Mueller and Barr are both experienced bureaucrats. Both knew that by putting his concerns in writing — as opposed to a chummy phone call between old colleagues — Mueller was creating a record that would inevitably become public. I see why Barr considered that a “snitty” thing to do, because he knew it would put him on the spot.

Barr is on record saying he does not object to Mueller testifying before Congress, and Nadler said he is working to pin down a date. That will be must-see TV.

Special Counsel Robert Mueller’s team is now in direct talks with the House Judiciary Committee about whether he will testify before Congress, according to multiple reports. House Dems in direct talks with Mueller about his testimony:

NBC News and ABC News reported that the committee is now speaking with Mueller’s team when it was previously dealing with the Justice Department. NBC reports that a hearing has not been finalized and a date was not set.
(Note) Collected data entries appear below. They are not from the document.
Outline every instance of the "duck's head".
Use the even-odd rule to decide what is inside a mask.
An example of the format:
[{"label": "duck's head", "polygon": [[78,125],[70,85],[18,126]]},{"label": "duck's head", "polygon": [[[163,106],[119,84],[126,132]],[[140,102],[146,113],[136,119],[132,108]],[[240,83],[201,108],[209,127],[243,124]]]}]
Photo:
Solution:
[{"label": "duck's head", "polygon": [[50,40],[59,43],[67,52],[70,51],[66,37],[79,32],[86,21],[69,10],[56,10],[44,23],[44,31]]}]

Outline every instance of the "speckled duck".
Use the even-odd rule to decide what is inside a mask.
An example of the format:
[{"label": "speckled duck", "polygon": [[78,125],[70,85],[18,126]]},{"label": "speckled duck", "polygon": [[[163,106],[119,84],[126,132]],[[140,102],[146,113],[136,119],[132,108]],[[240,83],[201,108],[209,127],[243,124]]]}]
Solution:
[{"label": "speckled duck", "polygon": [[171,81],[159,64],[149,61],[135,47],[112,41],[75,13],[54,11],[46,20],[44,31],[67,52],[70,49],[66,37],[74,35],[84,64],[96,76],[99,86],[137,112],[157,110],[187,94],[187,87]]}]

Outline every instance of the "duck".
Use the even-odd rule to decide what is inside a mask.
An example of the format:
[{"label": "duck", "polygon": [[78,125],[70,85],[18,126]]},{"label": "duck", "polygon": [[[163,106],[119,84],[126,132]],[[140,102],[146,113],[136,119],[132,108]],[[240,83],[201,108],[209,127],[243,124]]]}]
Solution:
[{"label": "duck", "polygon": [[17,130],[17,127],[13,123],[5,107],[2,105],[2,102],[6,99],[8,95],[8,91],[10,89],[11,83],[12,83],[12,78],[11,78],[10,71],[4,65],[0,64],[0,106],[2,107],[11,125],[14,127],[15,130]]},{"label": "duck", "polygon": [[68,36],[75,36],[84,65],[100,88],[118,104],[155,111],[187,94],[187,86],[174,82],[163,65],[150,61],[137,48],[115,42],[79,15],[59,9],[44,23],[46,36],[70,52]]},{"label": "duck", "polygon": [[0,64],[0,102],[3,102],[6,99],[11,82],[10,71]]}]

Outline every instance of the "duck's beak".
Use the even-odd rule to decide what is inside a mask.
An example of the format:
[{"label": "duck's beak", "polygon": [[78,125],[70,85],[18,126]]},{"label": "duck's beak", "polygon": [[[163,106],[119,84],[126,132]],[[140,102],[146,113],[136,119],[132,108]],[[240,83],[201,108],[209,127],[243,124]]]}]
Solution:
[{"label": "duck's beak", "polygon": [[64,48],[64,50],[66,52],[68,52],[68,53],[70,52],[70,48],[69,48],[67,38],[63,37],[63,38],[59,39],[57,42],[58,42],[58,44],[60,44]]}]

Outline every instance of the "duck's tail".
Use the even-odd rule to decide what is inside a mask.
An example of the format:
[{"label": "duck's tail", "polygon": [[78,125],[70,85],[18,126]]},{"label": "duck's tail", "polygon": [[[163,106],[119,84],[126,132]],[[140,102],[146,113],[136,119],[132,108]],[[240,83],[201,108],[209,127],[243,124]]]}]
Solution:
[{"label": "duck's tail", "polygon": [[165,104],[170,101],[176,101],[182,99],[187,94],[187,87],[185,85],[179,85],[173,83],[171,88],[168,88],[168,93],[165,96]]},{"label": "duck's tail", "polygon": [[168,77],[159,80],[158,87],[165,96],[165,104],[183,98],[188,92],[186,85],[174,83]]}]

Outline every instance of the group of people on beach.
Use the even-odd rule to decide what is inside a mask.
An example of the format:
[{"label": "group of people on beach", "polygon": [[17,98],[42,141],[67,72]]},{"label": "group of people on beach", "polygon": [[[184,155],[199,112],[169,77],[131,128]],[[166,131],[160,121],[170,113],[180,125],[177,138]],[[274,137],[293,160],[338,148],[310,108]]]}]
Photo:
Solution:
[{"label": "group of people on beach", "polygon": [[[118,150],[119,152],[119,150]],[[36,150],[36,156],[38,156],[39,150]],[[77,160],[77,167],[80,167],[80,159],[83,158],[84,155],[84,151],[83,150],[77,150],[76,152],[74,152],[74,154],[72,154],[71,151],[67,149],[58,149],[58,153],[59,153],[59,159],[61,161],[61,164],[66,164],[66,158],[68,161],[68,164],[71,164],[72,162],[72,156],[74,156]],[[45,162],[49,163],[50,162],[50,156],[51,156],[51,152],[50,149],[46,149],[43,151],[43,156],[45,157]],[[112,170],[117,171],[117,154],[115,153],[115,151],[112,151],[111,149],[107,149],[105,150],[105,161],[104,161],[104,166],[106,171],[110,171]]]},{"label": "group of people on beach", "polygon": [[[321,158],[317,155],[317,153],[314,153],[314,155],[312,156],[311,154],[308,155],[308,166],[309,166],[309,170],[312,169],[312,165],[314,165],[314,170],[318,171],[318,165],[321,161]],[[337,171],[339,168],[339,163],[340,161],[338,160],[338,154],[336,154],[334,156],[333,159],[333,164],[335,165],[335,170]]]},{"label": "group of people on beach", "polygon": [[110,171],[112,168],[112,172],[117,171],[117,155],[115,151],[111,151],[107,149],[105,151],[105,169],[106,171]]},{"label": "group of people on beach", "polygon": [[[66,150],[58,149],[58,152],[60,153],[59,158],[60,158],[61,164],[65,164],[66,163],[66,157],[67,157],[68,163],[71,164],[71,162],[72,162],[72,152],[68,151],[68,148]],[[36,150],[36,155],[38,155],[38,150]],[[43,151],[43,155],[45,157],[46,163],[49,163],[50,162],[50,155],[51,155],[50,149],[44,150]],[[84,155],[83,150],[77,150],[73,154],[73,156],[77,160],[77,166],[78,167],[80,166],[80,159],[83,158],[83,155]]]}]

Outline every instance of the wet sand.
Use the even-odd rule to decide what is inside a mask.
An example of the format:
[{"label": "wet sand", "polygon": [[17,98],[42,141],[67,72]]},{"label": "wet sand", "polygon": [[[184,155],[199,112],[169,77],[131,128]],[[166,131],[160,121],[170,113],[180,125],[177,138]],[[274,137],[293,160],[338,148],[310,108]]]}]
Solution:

Well, not so fast. Current White House Counsel Emmet Flood is asserting a blanket assertion of executive privilege over all witnesses, which may extend to Robert Mueller. White House lawyer mocks Mueller report as ‘law school exam paper’:

A top White House lawyer slammed Robert Mueller in a letter made public Thursday, calling out the special counsel for playing politics by submitting findings to Attorney General William Barr that are “part ‘truth commission’ report and part law school exam paper.”

Emmet Flood’s blistering rebuke of Mueller’s work came in a five-page letter to Barr dated April 19, one day after the public release of a redacted version of the special counsel’s report that detailed President Donald Trump’s efforts to interfere in the Russia probe but declined to make a determination on whether Trump obstructed justice.

The missive is the latest salvo in a long-running spat between the White House and the special counsel’s office over what information Mueller’s team should be allowed to release — and what Congress should see. It argues that Trump should be able to stop officials from talking to lawmakers about the report’s findings and attempts to justify the White House refusal to comply with congressional subpoenas seeking further information about instances described in the report.

Flood, who has handled Trump’s official White House response over the past year on the Russia probe, argued to Barr that Mueller had failed in his “one job” under the Justice Department regulations used to appoint him — to explain in a confidential memo to Barr why he had decided for or against prosecuting the president.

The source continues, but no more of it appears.